Quick Answer
Common stock is residual ownership with voting rights and unlimited upside; preferred stock is a hybrid that pays a fixed dividend first and moves inversely with interest rates. Rights and warrants both create new shares, convertibles swap into common at the investor's option, American depositary receipts hold foreign stock, and control and restricted securities carry resale rules.
The whole unit on one sheet: what each equity is, who gets paid first, and the resale limits the exam loves to test.
Common vs. Preferred at a Glance
- Common stock: ownership (equity), residual owner (paid last), limited liability (lose only what you invested), unlimited upside. Returns come from dividends (if declared) and capital appreciation.
- Preferred stock: hybrid of equity and debt, pays a fixed dividend (a rate, not a guarantee), paid before common, priority over common in liquidation but subordinate to all debt, generally no voting rights, price moves inversely with interest rates like a bond.
- Voting: statutory = one vote per share per seat (helps majority); cumulative = pile all votes on one candidate (helps minority).
- Cumulative preferred: skipped dividends pile up as arrearages; ALL arrearages plus the current dividend must be paid before ANY common dividend.
The One-Liners That Win Points
- Broker = agent on a right sale; convertible conversion is the investor's option, never the company's.
- Rights: subscription price below market, short-term (30-45 days), issued to existing shareholders to prevent dilution.
- Warrants: exercise price above market at issuance, long-term (2-5+ years), a sweetener on a bond or preferred offering, issued by the corporation (not the Options Clearing Corporation, OCC).
- Both rights AND warrants create new shares (dilutive) when exercised.
- American depositary receipt (ADR): certificate for a foreign company's shares, trades on U.S. exchanges in U.S. dollars, still carries currency risk.
- Callable preferred benefits the issuer (calls when rates fall); convertible/participating preferred carry lower dividend rates for the extra feature.
Numbers to Lock In
| Item | Value |
|---|---|
| Rights duration | 30-45 days |
| Warrants duration | 2-5+ years |
| Restricted holding period, SEC reporting company | 6 months |
| Restricted holding period, non-reporting company | 12 months |
| Affiliate (control person) ownership threshold | 10% or more |
| Volume limit (greater of) | 1% of outstanding OR average 4-week volume |
| Volume-limit rolling window | 3 months |
| Form 144 filing trigger | over 5,000 shares OR over $50,000 in 3 months |
Liquidation Priority (memorize the order)

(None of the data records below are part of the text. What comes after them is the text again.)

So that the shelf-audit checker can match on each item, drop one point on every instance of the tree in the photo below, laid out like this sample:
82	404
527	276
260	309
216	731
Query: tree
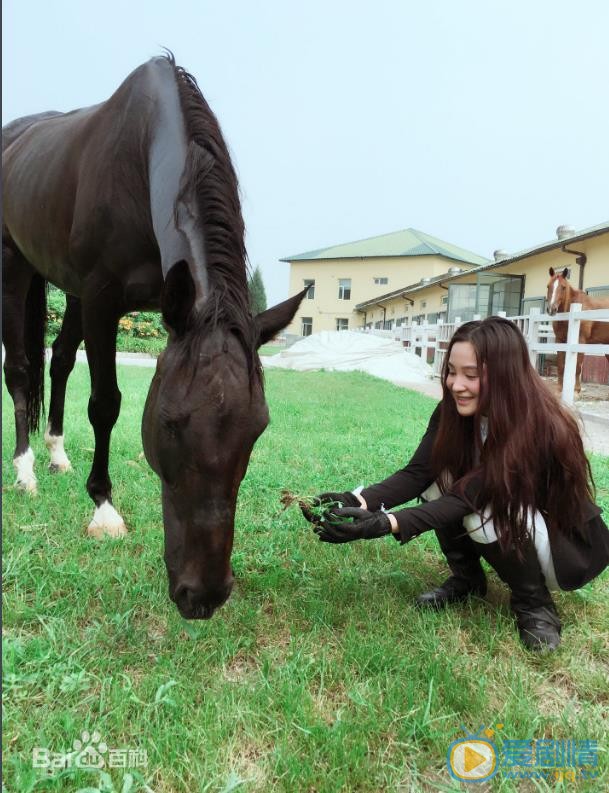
257	292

- Secured, Unsecured, Sub-debt, Preferred, Common: debt ALWAYS before equity; within equity, preferred before common.
- Common holders are last (residual) and often get zero in bankruptcy.
- Limited liability: worst case is total loss of the investment; never personal liability for corporate debts.
Convertible Quick Math
- Conversion ratio = Par Value / Conversion Price. Example: $1,000 par / $50 = 20 shares.
- Parity = Market Price of Convertible / Conversion Ratio. Convert only when the stock trades above parity.
Top Gotchas
- A fixed dividend is not a guaranteed dividend; the board still declares it, and skipping preferred is not a default.
- Ex-dividend date is the first day the stock trades WITHOUT the dividend; set by the listing exchange (or FINRA for over-the-counter stocks), never the company.
- Restricted = HOW acquired (private placement, Regulation D); control = WHO owns them (affiliates). Affiliate status is company-specific.
- Affiliates face volume, manner-of-sale, and filing limits on ALL shares of their own company, even open-market buys; only the holding period drops for open-market shares.
- Only Level 3 ADRs can raise capital; unsponsored ADRs trade over-the-counter only. Eurodollar bonds, Yankee bonds, and currency exchange-traded notes are debt, not equity.
One-Breath Recap
Common is last-in-line ownership with a vote and unlimited upside; preferred trades the vote for a fixed, first-paid dividend that swings with rates. Rights sell cheap and fast, warrants sit above market for years, convertibles flip to common when it pays, and control and restricted shares wait out a holding period before an affiliate can sell.